Como desenho e como conjuncto se nos apresenta mais elogiavel a Triste Noticia. Nesse, o rosto da rapariga (e seja dito, entre parenthesis, modelado a la diable) tem expressão, attendendo a carta luctuosa, aberta sobre a me­sa, na qual se debruça o pae, cuja cabeça grisalha, in­clinada na superficie da tela, constitue um bom estudo do fogoso pintor, pelo relevo, e participa admiravelmente do assumpto pelo apanhado typo, do modo e da soez physionomia que indica a obtusidade do espirito imperfeito. Ainda neste ponto caracteriza-se a sua grande paixão pela vida, tal como a vida é nos limites em que elle exerce a sua arte. A theoria da subordinação ao meio, preconisada por Taine, tem nisso mais um documento a seu favor.

Parreiras não escolhe ou parece não escolher os mo­delos (talvez por difficuldade, porque modelos são ra­ridades inestimaveis para os nossos artistas) mas, por este ou aquelle motivo, os typos que pinta são genuinamente rústicos, pertencem á classe dos personagens do as­sumptos que lhe são predilectos. E não é só nesta ultima citada obra, encontramol-os ainda na Vencida, que seria assumpto joeirado e d’outro modo cuidado por outra natureza que não tivesse a inquietação e a pressura da

ARETUSA

[Página12, coluna 2] sua. Para elle, porém, o facto é o principal. Uma vez obtido o assumpto, isto é, o facto, e communicado pela imagem, embora a communicação se resinta de pouca intensidade expressivista, elle não perde tempo, passa a outro tra­balho.
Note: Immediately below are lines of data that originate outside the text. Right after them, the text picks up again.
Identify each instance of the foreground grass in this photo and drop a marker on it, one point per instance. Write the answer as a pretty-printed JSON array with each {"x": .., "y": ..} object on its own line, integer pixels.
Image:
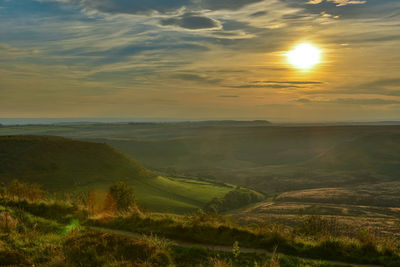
[
  {"x": 32, "y": 240},
  {"x": 206, "y": 229},
  {"x": 42, "y": 229}
]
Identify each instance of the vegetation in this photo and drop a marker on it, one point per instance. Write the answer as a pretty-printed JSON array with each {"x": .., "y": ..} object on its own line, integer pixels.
[
  {"x": 58, "y": 163},
  {"x": 66, "y": 166},
  {"x": 234, "y": 199},
  {"x": 48, "y": 233},
  {"x": 123, "y": 196}
]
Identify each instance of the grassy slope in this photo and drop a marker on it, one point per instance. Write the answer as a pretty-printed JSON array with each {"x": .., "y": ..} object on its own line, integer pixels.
[{"x": 61, "y": 164}]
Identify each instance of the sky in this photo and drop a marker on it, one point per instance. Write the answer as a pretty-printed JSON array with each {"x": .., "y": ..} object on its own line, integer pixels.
[{"x": 209, "y": 59}]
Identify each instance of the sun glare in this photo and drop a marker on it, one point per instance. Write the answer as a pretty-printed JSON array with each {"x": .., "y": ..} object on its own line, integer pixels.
[{"x": 304, "y": 56}]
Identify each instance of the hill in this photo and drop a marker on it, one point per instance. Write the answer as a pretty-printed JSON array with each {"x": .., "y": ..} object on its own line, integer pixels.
[
  {"x": 65, "y": 165},
  {"x": 60, "y": 163}
]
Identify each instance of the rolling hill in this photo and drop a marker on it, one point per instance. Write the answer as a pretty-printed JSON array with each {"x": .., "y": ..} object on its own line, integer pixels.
[
  {"x": 58, "y": 163},
  {"x": 65, "y": 165}
]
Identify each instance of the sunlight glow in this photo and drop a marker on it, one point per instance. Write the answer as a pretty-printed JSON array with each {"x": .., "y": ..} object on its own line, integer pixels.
[{"x": 304, "y": 56}]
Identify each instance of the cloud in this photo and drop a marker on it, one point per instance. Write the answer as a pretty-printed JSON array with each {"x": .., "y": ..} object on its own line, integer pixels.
[
  {"x": 195, "y": 78},
  {"x": 229, "y": 96},
  {"x": 10, "y": 50},
  {"x": 351, "y": 101},
  {"x": 289, "y": 82},
  {"x": 192, "y": 21},
  {"x": 159, "y": 6},
  {"x": 338, "y": 2}
]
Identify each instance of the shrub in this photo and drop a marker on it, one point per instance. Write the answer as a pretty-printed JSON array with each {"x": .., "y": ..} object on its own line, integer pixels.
[
  {"x": 7, "y": 221},
  {"x": 24, "y": 191},
  {"x": 234, "y": 199},
  {"x": 123, "y": 196}
]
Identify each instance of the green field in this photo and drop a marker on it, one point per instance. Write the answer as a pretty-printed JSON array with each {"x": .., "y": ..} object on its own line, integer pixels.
[{"x": 62, "y": 165}]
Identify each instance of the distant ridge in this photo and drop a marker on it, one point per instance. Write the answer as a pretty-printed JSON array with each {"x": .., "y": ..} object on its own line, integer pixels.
[{"x": 59, "y": 163}]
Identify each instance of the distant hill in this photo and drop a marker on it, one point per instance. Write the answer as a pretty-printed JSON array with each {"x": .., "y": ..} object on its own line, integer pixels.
[
  {"x": 58, "y": 163},
  {"x": 66, "y": 165}
]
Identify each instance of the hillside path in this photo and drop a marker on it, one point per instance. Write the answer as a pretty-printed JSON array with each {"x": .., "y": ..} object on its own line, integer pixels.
[{"x": 222, "y": 248}]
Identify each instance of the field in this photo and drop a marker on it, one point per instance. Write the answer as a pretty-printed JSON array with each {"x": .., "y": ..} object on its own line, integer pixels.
[
  {"x": 332, "y": 192},
  {"x": 66, "y": 166}
]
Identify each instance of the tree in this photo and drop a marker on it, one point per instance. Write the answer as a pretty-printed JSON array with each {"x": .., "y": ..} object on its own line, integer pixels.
[{"x": 123, "y": 195}]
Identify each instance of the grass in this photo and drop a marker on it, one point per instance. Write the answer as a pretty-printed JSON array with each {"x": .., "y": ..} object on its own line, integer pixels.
[
  {"x": 60, "y": 164},
  {"x": 44, "y": 242}
]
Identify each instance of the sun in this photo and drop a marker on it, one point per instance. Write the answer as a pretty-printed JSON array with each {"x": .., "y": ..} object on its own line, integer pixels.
[{"x": 304, "y": 56}]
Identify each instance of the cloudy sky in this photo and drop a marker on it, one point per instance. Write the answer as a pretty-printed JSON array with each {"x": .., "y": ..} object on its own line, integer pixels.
[{"x": 199, "y": 59}]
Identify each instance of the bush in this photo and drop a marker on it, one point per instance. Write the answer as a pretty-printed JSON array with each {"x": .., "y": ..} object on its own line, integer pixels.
[
  {"x": 234, "y": 199},
  {"x": 123, "y": 196},
  {"x": 24, "y": 191}
]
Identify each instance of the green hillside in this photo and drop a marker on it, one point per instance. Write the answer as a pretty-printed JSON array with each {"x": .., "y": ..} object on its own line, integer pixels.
[
  {"x": 65, "y": 165},
  {"x": 58, "y": 163}
]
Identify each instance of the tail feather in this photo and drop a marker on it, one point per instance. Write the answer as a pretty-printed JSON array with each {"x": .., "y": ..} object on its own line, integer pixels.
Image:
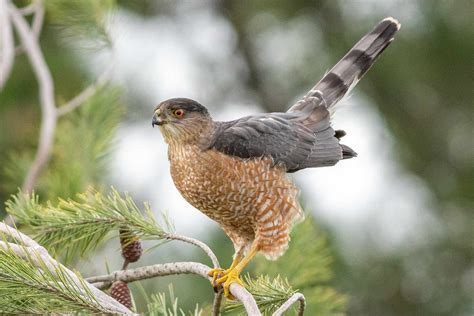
[{"x": 350, "y": 69}]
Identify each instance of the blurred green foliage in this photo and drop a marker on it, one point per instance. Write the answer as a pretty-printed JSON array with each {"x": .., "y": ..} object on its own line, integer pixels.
[{"x": 422, "y": 87}]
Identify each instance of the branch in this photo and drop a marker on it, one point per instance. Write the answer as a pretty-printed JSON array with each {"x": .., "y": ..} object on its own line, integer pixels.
[
  {"x": 38, "y": 255},
  {"x": 86, "y": 93},
  {"x": 46, "y": 95},
  {"x": 197, "y": 243},
  {"x": 158, "y": 270},
  {"x": 7, "y": 44},
  {"x": 297, "y": 297}
]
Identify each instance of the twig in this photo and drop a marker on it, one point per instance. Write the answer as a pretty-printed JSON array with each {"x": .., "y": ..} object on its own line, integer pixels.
[
  {"x": 37, "y": 8},
  {"x": 297, "y": 297},
  {"x": 38, "y": 255},
  {"x": 86, "y": 93},
  {"x": 7, "y": 44},
  {"x": 46, "y": 95},
  {"x": 158, "y": 270},
  {"x": 197, "y": 243}
]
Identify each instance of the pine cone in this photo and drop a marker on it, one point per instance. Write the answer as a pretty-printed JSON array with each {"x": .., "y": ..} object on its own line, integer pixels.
[
  {"x": 131, "y": 246},
  {"x": 120, "y": 291}
]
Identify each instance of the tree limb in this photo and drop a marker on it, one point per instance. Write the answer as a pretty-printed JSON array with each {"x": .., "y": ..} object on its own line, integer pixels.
[
  {"x": 46, "y": 95},
  {"x": 197, "y": 243},
  {"x": 297, "y": 297},
  {"x": 158, "y": 270},
  {"x": 7, "y": 44}
]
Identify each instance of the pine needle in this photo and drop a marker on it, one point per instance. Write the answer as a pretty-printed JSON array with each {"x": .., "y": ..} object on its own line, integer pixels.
[
  {"x": 27, "y": 285},
  {"x": 76, "y": 227},
  {"x": 269, "y": 293}
]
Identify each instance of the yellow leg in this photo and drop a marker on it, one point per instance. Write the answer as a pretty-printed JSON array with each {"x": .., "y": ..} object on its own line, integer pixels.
[
  {"x": 217, "y": 272},
  {"x": 232, "y": 275}
]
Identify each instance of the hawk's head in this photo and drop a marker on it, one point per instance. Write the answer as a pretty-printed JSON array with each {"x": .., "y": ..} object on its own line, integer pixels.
[{"x": 181, "y": 120}]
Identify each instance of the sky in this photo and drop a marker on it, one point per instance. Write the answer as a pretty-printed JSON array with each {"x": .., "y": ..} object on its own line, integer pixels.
[{"x": 164, "y": 57}]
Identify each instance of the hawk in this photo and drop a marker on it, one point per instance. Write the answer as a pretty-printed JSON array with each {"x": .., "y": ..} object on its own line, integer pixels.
[{"x": 235, "y": 172}]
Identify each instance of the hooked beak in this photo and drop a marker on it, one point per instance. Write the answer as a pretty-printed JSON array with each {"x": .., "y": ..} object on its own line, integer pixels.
[{"x": 156, "y": 120}]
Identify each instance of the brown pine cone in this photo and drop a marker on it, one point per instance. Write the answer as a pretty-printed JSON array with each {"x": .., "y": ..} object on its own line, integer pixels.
[
  {"x": 131, "y": 246},
  {"x": 120, "y": 291}
]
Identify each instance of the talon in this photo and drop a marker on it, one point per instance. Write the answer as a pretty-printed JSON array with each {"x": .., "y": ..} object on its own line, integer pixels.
[
  {"x": 215, "y": 273},
  {"x": 231, "y": 277}
]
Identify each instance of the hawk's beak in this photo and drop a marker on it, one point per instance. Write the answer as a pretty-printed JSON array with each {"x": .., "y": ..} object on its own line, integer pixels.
[{"x": 156, "y": 120}]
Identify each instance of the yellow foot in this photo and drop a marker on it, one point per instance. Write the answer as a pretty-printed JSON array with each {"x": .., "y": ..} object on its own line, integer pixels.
[
  {"x": 215, "y": 274},
  {"x": 229, "y": 276}
]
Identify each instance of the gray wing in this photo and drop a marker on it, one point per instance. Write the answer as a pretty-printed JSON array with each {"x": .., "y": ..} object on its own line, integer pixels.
[
  {"x": 303, "y": 137},
  {"x": 282, "y": 137}
]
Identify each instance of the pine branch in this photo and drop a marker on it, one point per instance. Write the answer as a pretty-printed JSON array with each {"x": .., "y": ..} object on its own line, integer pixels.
[
  {"x": 297, "y": 297},
  {"x": 159, "y": 305},
  {"x": 84, "y": 20},
  {"x": 159, "y": 270},
  {"x": 75, "y": 227},
  {"x": 269, "y": 294},
  {"x": 46, "y": 95},
  {"x": 31, "y": 281},
  {"x": 7, "y": 44}
]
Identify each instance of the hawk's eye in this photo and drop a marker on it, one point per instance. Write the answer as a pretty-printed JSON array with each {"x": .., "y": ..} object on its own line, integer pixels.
[{"x": 178, "y": 113}]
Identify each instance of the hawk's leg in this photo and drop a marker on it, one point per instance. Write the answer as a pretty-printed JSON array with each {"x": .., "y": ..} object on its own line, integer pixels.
[
  {"x": 218, "y": 272},
  {"x": 232, "y": 274}
]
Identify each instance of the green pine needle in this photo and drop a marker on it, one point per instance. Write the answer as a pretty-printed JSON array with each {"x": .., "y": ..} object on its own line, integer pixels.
[
  {"x": 26, "y": 287},
  {"x": 158, "y": 305},
  {"x": 85, "y": 19},
  {"x": 76, "y": 227},
  {"x": 269, "y": 293}
]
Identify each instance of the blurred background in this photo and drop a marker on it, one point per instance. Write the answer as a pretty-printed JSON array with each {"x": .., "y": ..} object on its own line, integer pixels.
[{"x": 398, "y": 218}]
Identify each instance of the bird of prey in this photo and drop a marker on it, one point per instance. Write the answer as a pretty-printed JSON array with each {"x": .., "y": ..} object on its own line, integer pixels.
[{"x": 235, "y": 172}]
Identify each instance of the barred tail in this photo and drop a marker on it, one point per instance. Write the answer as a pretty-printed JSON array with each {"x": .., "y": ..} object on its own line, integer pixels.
[{"x": 350, "y": 69}]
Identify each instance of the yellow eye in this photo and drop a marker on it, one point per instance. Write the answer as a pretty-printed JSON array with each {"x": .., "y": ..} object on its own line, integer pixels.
[{"x": 178, "y": 113}]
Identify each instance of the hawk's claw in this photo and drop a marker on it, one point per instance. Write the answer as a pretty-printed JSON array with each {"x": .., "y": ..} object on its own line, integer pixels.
[
  {"x": 229, "y": 277},
  {"x": 215, "y": 274}
]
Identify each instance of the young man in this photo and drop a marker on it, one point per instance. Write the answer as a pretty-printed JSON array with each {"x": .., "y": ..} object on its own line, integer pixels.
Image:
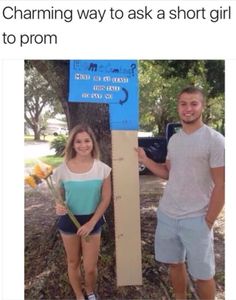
[{"x": 193, "y": 198}]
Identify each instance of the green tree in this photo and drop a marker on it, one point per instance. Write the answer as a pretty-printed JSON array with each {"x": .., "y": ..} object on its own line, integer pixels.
[
  {"x": 160, "y": 82},
  {"x": 39, "y": 100}
]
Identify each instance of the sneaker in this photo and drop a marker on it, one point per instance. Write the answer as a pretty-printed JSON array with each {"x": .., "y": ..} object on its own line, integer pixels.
[{"x": 91, "y": 297}]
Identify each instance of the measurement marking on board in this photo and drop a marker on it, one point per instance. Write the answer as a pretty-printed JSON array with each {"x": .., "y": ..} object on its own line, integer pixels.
[{"x": 126, "y": 200}]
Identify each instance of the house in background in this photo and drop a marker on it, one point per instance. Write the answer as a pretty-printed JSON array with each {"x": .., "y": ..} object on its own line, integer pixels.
[{"x": 56, "y": 127}]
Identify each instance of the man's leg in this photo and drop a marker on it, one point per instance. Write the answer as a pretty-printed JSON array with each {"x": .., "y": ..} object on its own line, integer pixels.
[
  {"x": 206, "y": 289},
  {"x": 178, "y": 277}
]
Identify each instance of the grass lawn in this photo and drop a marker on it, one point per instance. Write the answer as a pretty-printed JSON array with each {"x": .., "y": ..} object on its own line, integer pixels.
[{"x": 52, "y": 160}]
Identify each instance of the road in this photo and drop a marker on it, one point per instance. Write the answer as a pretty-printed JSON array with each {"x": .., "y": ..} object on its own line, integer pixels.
[{"x": 37, "y": 149}]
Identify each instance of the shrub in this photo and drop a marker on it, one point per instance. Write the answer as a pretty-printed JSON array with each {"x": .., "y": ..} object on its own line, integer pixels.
[{"x": 59, "y": 144}]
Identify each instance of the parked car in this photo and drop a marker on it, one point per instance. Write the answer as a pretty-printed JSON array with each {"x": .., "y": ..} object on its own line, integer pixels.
[{"x": 156, "y": 147}]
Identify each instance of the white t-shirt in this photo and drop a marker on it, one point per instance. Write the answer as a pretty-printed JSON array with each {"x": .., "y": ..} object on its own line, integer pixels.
[
  {"x": 190, "y": 184},
  {"x": 82, "y": 190}
]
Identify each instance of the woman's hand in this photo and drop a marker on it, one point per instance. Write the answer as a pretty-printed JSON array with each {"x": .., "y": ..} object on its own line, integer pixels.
[
  {"x": 60, "y": 209},
  {"x": 141, "y": 155}
]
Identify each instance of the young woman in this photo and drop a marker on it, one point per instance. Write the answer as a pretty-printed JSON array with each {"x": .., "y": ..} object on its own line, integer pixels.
[{"x": 85, "y": 184}]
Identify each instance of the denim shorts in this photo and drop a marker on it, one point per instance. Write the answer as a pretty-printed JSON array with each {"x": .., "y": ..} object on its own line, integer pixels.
[
  {"x": 190, "y": 240},
  {"x": 66, "y": 226}
]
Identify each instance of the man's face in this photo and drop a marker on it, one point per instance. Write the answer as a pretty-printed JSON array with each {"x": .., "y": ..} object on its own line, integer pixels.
[{"x": 190, "y": 107}]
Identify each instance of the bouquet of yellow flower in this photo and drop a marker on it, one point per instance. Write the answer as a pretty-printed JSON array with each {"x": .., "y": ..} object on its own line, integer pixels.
[{"x": 43, "y": 172}]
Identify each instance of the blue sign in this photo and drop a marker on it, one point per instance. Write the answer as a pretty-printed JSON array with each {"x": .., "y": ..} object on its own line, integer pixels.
[{"x": 114, "y": 82}]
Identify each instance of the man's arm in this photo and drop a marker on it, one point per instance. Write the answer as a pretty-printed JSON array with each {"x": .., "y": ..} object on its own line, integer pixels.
[
  {"x": 160, "y": 170},
  {"x": 217, "y": 197}
]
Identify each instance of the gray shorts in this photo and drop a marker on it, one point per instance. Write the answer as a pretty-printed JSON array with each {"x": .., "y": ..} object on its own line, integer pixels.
[{"x": 190, "y": 240}]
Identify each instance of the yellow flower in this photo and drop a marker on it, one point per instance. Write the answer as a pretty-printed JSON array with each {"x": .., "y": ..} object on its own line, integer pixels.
[
  {"x": 30, "y": 181},
  {"x": 42, "y": 170}
]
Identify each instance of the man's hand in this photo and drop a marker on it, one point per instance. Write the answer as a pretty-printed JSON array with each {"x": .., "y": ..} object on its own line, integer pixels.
[{"x": 142, "y": 157}]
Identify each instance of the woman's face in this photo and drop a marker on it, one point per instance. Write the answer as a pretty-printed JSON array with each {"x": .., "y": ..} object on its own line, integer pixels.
[{"x": 83, "y": 144}]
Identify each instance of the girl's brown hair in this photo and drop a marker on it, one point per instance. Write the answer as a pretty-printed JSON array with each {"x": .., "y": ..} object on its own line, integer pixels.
[{"x": 70, "y": 151}]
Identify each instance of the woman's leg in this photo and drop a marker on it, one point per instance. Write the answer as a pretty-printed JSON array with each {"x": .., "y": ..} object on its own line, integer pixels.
[
  {"x": 72, "y": 244},
  {"x": 90, "y": 249}
]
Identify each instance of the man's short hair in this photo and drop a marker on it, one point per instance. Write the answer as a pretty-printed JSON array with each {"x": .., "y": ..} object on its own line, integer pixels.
[{"x": 192, "y": 90}]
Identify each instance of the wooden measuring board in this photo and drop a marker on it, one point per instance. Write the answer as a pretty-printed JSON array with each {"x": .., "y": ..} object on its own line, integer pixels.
[{"x": 126, "y": 208}]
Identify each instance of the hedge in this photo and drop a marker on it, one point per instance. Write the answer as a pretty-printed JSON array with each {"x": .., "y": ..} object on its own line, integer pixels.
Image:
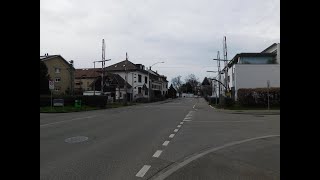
[
  {"x": 94, "y": 101},
  {"x": 211, "y": 100},
  {"x": 258, "y": 97}
]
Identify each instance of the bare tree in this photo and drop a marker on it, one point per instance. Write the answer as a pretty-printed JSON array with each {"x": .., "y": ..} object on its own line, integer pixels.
[
  {"x": 177, "y": 83},
  {"x": 193, "y": 81}
]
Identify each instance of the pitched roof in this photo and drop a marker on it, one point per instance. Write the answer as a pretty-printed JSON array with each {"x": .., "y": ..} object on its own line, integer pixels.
[
  {"x": 113, "y": 79},
  {"x": 120, "y": 66},
  {"x": 274, "y": 44},
  {"x": 48, "y": 57},
  {"x": 235, "y": 58},
  {"x": 205, "y": 81},
  {"x": 89, "y": 73}
]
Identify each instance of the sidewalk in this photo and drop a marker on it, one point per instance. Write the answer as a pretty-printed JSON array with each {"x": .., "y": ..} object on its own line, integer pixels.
[{"x": 241, "y": 160}]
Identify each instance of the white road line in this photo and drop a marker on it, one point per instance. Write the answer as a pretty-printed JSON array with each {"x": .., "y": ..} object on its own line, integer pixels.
[
  {"x": 157, "y": 153},
  {"x": 178, "y": 165},
  {"x": 233, "y": 121},
  {"x": 42, "y": 125},
  {"x": 166, "y": 143},
  {"x": 143, "y": 171}
]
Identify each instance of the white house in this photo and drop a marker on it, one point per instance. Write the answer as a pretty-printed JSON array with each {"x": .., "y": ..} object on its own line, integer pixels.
[
  {"x": 138, "y": 77},
  {"x": 252, "y": 70}
]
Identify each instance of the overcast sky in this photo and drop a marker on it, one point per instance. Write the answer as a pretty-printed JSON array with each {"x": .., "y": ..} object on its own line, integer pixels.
[{"x": 186, "y": 34}]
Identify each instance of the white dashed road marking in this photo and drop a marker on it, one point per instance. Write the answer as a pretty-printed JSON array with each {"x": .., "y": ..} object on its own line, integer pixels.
[
  {"x": 157, "y": 153},
  {"x": 42, "y": 125},
  {"x": 143, "y": 171},
  {"x": 166, "y": 143}
]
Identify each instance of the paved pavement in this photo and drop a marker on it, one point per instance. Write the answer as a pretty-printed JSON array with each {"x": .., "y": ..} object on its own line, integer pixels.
[{"x": 179, "y": 139}]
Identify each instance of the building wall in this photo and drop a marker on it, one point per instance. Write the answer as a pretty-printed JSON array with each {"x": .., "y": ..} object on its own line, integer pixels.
[
  {"x": 255, "y": 60},
  {"x": 256, "y": 76},
  {"x": 66, "y": 74},
  {"x": 278, "y": 54},
  {"x": 132, "y": 79},
  {"x": 85, "y": 84}
]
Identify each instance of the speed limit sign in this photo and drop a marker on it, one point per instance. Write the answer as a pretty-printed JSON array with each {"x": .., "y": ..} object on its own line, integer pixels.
[{"x": 51, "y": 85}]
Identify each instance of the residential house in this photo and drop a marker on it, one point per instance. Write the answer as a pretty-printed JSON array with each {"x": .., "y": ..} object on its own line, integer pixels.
[
  {"x": 140, "y": 79},
  {"x": 206, "y": 87},
  {"x": 84, "y": 79},
  {"x": 252, "y": 70},
  {"x": 61, "y": 72},
  {"x": 114, "y": 86},
  {"x": 135, "y": 75},
  {"x": 159, "y": 84}
]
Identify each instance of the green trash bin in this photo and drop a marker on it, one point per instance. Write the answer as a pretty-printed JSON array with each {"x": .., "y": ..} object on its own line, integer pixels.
[{"x": 77, "y": 104}]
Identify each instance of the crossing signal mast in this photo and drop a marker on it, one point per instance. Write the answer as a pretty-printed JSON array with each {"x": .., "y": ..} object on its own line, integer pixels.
[
  {"x": 103, "y": 63},
  {"x": 225, "y": 60}
]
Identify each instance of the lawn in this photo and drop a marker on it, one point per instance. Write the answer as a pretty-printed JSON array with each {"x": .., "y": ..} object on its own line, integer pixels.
[
  {"x": 239, "y": 107},
  {"x": 66, "y": 109}
]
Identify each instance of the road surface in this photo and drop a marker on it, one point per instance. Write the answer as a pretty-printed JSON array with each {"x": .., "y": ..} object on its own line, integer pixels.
[{"x": 179, "y": 139}]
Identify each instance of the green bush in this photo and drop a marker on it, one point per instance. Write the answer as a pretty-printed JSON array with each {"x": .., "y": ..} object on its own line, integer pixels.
[{"x": 258, "y": 97}]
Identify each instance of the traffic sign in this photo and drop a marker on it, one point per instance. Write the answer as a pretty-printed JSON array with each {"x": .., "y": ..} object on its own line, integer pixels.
[{"x": 51, "y": 85}]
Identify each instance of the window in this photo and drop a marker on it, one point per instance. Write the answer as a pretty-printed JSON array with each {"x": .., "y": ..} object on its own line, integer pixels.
[{"x": 57, "y": 70}]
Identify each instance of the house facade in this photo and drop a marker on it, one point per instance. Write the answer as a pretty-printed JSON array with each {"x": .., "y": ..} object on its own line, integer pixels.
[
  {"x": 61, "y": 72},
  {"x": 84, "y": 79},
  {"x": 252, "y": 70},
  {"x": 140, "y": 79}
]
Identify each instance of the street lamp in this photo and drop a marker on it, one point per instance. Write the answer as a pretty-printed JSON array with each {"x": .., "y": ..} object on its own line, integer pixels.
[
  {"x": 214, "y": 87},
  {"x": 149, "y": 77}
]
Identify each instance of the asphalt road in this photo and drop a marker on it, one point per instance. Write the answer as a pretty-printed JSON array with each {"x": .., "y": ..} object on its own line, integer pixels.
[{"x": 181, "y": 139}]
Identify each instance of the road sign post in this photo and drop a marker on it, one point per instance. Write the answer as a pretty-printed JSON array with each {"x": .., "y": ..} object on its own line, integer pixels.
[
  {"x": 51, "y": 87},
  {"x": 268, "y": 85}
]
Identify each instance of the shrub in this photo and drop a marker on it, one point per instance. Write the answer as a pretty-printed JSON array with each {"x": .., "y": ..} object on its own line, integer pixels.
[{"x": 258, "y": 97}]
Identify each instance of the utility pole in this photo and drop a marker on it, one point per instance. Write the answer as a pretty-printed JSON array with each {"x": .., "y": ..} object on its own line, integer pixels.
[
  {"x": 225, "y": 60},
  {"x": 94, "y": 85},
  {"x": 225, "y": 57},
  {"x": 125, "y": 83},
  {"x": 103, "y": 61}
]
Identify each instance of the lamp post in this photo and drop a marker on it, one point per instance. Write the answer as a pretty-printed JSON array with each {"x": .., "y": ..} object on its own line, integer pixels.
[
  {"x": 149, "y": 78},
  {"x": 214, "y": 87}
]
E quando deparamos com uma obra intensa, re­buscada na sua completação, satisfatoriamente equilibra­da em todas suas parte, como Aretusa, ficamos pasma­dos, retidos pelo incontado, dominados pela admiração dessa somma d’esforço sobre sua própria natureza!

Alii o trabalho de modelagem foi vencido com uma perseverança extraordinaria, tratando-se de um que lhe não é familiar; mas, ha palpitação, ha seiva nessa carne morena de rapariga, que se destaca do fundo claro e parado da paizagem como o consentimento de um olhar voluptuoso se destaca do rosto pallido de uma virgem immovel. La chair est la matière animé, vivant de toute vie qui afflue vers elle, diz Etienne Bricon. Sim, é a ma­téria animada, ora fazendo-se vida consciente desse bos­que encortinado pelas nevoas matutinas, camara de nu­pcias que Ceres ornamentou, todo fresco e tremente por contêl-a, por possuil-a, e haurir de seus negros cabellos desbastados, de seus hombros, de seu tronco, de suas per­nas, da sua nudez moça e forte o aroma entorpecedor da mulher veripotente...

Fugindo ao caprino requestro do  frio Alphêo, conta-nos Ovidio Publio Nazão nas suas Metamorphoses, e favo­recida por Diana, Aretusa é transformada em  fonte para que Alphêo não a possua.

O artista nol-a apresenta no momento em que, debru­çada sobre uma rocha, começa a se desfazer em limpidas correntes de fresca lympha. Está em pleno bosque, sua­vemente illuminado pela luz macia das matinas, que o velam com vaporosa gaze de nevoas.

Os verdes são brandos e se distendem n’uma gradação harmonica ’té as encostas d’um monte, que se percebe entre vetustos troncos e ramarias bastas, modeladas pela claridade n’um tom sereno [Página14, coluna 1] de pardo-cinzento e cinzento-óca. Escorregando por angulosas pedras, Amphêo deslisa entre barrancos, á distancia, e as frondes parasoladas derramam sobre o velludo da relva sombras tão finas que pa­recem véos!...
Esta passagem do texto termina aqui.